First, the execution of the circuit would require that you know exactly how the system works under all conditions so that you can fake out all conditions. This would likely require a custom circuit board that can receive a piggybacked signal from various sensors along with a program that makes a decision based on the sensor feedback so that it can send out the correct fake signal.
Second, such a feedback setup would likely mask any electrical problems until they became severe enough to affect the feedback circuit itself. Since the feedback circuit would draw so little power it would likely work with a battery too dead to run more than the radio, you'd not find out about an electrical problem until you were walking home.

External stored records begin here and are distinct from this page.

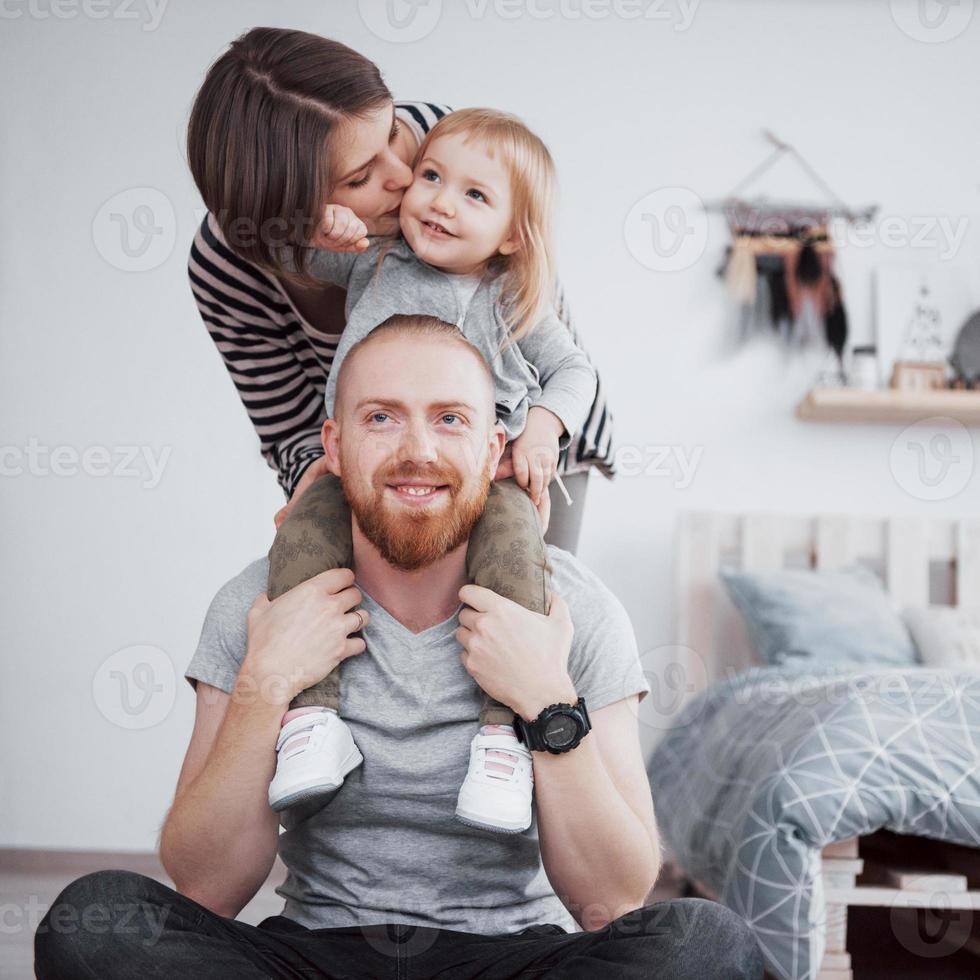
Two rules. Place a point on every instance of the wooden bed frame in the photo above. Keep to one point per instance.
(921, 562)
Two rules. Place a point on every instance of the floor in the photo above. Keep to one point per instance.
(30, 881)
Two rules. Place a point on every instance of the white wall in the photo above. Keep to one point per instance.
(91, 355)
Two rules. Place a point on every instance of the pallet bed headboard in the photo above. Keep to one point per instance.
(921, 562)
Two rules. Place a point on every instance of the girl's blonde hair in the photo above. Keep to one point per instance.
(529, 272)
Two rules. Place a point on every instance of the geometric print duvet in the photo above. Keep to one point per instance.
(762, 771)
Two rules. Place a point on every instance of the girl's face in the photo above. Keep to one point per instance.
(458, 212)
(371, 159)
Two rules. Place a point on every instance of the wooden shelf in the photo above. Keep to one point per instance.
(888, 405)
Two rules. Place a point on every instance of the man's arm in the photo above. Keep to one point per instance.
(596, 826)
(220, 837)
(598, 835)
(219, 840)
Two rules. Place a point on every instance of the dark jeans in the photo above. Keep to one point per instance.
(118, 925)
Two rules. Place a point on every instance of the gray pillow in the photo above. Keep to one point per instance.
(815, 618)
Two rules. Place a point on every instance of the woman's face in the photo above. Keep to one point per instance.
(371, 158)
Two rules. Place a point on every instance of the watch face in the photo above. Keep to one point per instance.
(560, 731)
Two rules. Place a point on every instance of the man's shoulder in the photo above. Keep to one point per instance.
(572, 576)
(237, 594)
(603, 659)
(588, 598)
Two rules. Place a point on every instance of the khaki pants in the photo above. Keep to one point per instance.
(506, 553)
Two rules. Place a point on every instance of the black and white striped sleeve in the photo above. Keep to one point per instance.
(275, 374)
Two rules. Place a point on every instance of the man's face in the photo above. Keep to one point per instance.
(416, 444)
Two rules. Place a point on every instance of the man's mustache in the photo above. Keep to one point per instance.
(427, 473)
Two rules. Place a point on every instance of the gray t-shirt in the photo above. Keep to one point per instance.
(387, 848)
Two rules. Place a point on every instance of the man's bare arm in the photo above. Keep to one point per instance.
(220, 837)
(598, 835)
(219, 840)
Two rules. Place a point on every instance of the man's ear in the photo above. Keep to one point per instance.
(330, 437)
(498, 443)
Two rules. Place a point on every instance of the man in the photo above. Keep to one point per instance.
(383, 881)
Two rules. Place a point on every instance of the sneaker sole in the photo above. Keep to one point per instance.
(314, 788)
(463, 817)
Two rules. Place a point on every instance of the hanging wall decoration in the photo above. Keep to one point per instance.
(779, 267)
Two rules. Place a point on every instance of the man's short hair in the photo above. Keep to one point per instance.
(413, 325)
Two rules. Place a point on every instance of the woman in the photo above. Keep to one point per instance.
(276, 102)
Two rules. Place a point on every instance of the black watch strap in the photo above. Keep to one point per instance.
(533, 733)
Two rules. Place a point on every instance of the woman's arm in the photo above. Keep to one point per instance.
(272, 366)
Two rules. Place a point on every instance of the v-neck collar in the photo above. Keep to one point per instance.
(430, 635)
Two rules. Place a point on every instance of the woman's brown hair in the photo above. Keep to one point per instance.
(258, 140)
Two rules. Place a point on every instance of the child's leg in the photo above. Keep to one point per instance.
(507, 554)
(314, 537)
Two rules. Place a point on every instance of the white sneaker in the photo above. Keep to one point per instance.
(492, 799)
(314, 752)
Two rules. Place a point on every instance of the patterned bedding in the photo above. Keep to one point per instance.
(762, 771)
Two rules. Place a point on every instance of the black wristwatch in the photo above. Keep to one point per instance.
(559, 728)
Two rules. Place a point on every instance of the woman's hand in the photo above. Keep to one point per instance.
(340, 230)
(296, 640)
(311, 474)
(535, 452)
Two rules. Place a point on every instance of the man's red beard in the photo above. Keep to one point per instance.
(411, 538)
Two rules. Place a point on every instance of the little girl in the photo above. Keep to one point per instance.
(474, 250)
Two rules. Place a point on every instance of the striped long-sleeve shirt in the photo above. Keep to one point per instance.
(280, 363)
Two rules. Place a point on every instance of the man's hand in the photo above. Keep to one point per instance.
(299, 638)
(340, 230)
(535, 451)
(518, 657)
(311, 474)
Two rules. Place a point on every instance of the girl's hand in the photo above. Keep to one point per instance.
(340, 231)
(387, 224)
(535, 452)
(311, 474)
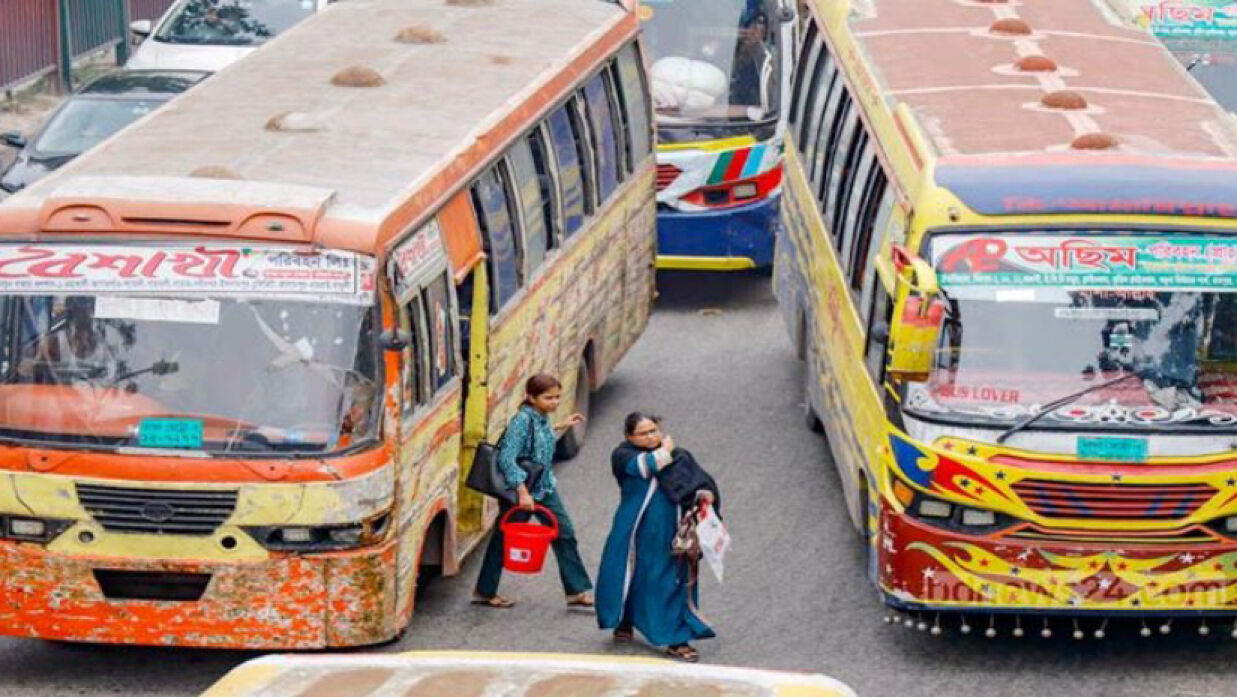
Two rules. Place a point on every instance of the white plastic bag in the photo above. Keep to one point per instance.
(714, 540)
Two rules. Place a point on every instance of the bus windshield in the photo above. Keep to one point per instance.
(1132, 323)
(714, 62)
(222, 373)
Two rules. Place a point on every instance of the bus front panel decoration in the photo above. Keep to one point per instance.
(720, 84)
(1019, 341)
(245, 369)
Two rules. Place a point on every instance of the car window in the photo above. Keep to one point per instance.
(83, 123)
(233, 22)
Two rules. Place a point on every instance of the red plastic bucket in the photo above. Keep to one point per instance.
(525, 544)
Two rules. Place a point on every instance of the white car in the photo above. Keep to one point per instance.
(208, 35)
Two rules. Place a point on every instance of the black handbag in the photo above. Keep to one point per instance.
(486, 476)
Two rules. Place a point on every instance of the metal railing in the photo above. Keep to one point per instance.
(46, 36)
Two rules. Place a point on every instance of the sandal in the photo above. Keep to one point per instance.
(497, 602)
(683, 653)
(580, 601)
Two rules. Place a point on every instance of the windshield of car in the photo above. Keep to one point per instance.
(713, 61)
(207, 367)
(1033, 318)
(233, 22)
(83, 123)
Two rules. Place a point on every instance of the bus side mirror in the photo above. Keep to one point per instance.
(915, 334)
(392, 339)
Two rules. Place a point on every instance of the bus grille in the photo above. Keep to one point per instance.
(162, 511)
(666, 175)
(1076, 499)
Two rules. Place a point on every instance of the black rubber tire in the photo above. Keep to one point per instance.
(573, 440)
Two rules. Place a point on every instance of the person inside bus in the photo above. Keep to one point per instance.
(74, 349)
(530, 433)
(641, 584)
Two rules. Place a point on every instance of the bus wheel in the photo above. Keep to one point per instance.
(573, 440)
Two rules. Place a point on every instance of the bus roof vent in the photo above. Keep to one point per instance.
(419, 34)
(1064, 99)
(1095, 141)
(1037, 64)
(1011, 26)
(358, 76)
(214, 172)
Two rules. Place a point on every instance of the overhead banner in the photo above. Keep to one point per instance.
(204, 270)
(1127, 263)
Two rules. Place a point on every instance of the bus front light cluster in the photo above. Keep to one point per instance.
(26, 529)
(321, 537)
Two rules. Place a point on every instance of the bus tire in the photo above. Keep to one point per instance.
(573, 438)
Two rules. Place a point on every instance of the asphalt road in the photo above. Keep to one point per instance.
(715, 362)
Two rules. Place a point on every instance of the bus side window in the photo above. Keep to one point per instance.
(569, 171)
(442, 332)
(494, 208)
(807, 63)
(855, 181)
(834, 115)
(631, 73)
(881, 313)
(532, 207)
(416, 357)
(605, 142)
(823, 97)
(835, 171)
(585, 149)
(871, 232)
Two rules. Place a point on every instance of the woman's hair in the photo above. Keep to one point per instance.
(539, 384)
(633, 419)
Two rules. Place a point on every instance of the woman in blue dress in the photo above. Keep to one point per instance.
(641, 586)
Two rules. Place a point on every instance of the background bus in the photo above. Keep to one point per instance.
(720, 82)
(1018, 339)
(252, 341)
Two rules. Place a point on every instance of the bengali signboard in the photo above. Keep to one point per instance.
(1132, 263)
(199, 270)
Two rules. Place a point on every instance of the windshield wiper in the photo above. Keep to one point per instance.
(1057, 404)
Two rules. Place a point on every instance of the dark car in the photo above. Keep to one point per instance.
(89, 115)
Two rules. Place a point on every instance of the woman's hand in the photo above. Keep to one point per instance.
(575, 419)
(526, 499)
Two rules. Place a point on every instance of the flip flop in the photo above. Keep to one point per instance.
(496, 602)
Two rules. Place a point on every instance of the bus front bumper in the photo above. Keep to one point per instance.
(312, 602)
(922, 567)
(719, 240)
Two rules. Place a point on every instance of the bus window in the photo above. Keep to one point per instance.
(416, 357)
(605, 144)
(840, 161)
(871, 232)
(438, 315)
(631, 72)
(494, 214)
(569, 172)
(807, 61)
(852, 186)
(528, 190)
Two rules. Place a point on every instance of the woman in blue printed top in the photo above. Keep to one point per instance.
(530, 435)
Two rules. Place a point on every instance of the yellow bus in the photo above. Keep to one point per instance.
(466, 674)
(252, 342)
(1011, 271)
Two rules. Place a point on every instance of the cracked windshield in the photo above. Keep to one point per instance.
(1129, 324)
(231, 370)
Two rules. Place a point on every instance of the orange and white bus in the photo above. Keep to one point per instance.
(1008, 256)
(252, 341)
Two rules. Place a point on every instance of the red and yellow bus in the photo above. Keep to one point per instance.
(252, 341)
(1011, 269)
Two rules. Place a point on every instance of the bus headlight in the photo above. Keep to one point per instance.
(322, 537)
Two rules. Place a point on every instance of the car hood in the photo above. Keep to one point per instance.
(157, 55)
(29, 168)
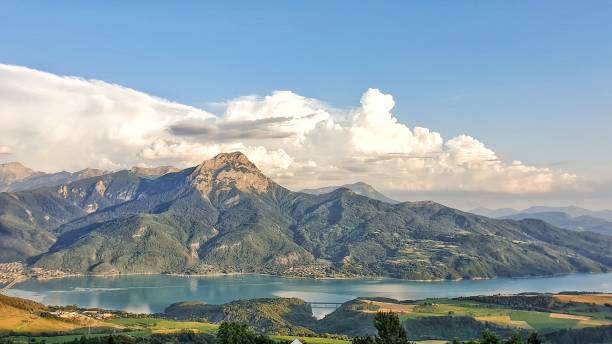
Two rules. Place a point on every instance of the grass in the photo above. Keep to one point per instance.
(501, 316)
(312, 340)
(71, 337)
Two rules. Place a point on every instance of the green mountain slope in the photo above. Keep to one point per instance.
(225, 215)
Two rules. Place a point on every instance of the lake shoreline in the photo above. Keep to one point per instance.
(151, 293)
(348, 278)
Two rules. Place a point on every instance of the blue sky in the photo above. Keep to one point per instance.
(531, 79)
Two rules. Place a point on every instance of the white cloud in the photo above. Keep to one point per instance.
(53, 122)
(4, 150)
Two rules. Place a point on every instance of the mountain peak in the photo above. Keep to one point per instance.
(226, 171)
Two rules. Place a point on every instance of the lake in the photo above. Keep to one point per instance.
(152, 293)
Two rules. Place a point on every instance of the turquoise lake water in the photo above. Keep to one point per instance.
(152, 293)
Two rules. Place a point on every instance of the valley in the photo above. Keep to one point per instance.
(226, 216)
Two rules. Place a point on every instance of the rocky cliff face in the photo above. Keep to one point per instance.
(229, 171)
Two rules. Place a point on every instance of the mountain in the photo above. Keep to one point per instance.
(154, 171)
(572, 211)
(359, 188)
(494, 213)
(13, 172)
(225, 215)
(564, 220)
(16, 177)
(288, 316)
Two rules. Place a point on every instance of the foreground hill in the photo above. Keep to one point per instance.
(359, 188)
(557, 318)
(563, 220)
(225, 215)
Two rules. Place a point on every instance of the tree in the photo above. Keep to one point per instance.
(390, 329)
(515, 339)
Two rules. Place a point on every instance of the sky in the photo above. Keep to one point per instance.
(111, 84)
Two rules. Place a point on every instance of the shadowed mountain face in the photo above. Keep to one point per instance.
(225, 215)
(359, 188)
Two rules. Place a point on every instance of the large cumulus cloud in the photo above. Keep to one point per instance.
(53, 122)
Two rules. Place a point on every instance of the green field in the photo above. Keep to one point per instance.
(506, 317)
(156, 325)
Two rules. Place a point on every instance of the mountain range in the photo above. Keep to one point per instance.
(574, 218)
(225, 215)
(359, 188)
(572, 211)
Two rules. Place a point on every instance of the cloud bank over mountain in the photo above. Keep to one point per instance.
(52, 122)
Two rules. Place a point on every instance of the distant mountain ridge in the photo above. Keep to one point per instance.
(359, 188)
(225, 215)
(570, 210)
(14, 176)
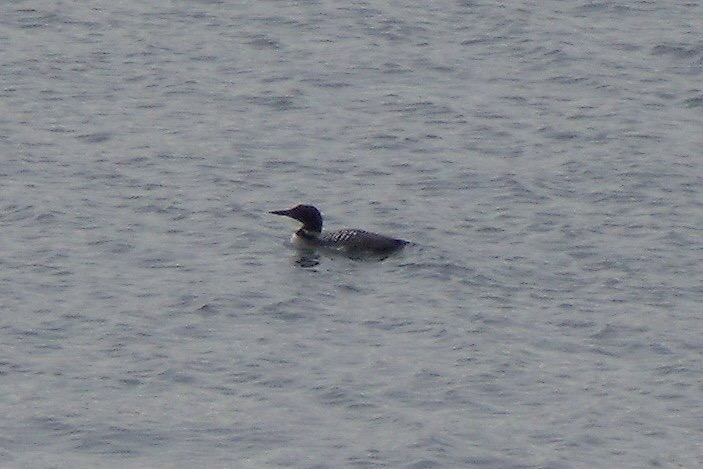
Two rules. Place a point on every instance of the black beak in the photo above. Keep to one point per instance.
(285, 213)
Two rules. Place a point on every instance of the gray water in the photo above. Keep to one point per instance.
(544, 157)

Third, if you took the car into a shop to find out why some random system isn't working right and forgot about the system being on there, or didn't connect the possibility that the failure would be due to a low voltage condition, it would wind up costing a mint to fix. On a lot of problems one of the first things to be checked would be voltage, and most people would see the gauge moving correctly and see that the computer is reporting back that the electrical system is working perfectly when it wasn't. It wouldn't be until deep into the troubleshooting, after multiple unnecessary parts were replaced, that someone would start going back over the troubleshooting steps and thinking that perhaps the computer needs to be verified. When they see the computer reporting no electrical problems but test gear showing low voltage, they are going to assume that the computer is also fried.
If you build one yourself it'll take months of testing to get everything working correctly, and if you hire the work out the person you hire will want to be paid for those months of testing. Either way, it'll cost more than just getting the programming fixed and none of that will take into account the extra expense of false data causing repair problems for seemingly unrelated problems.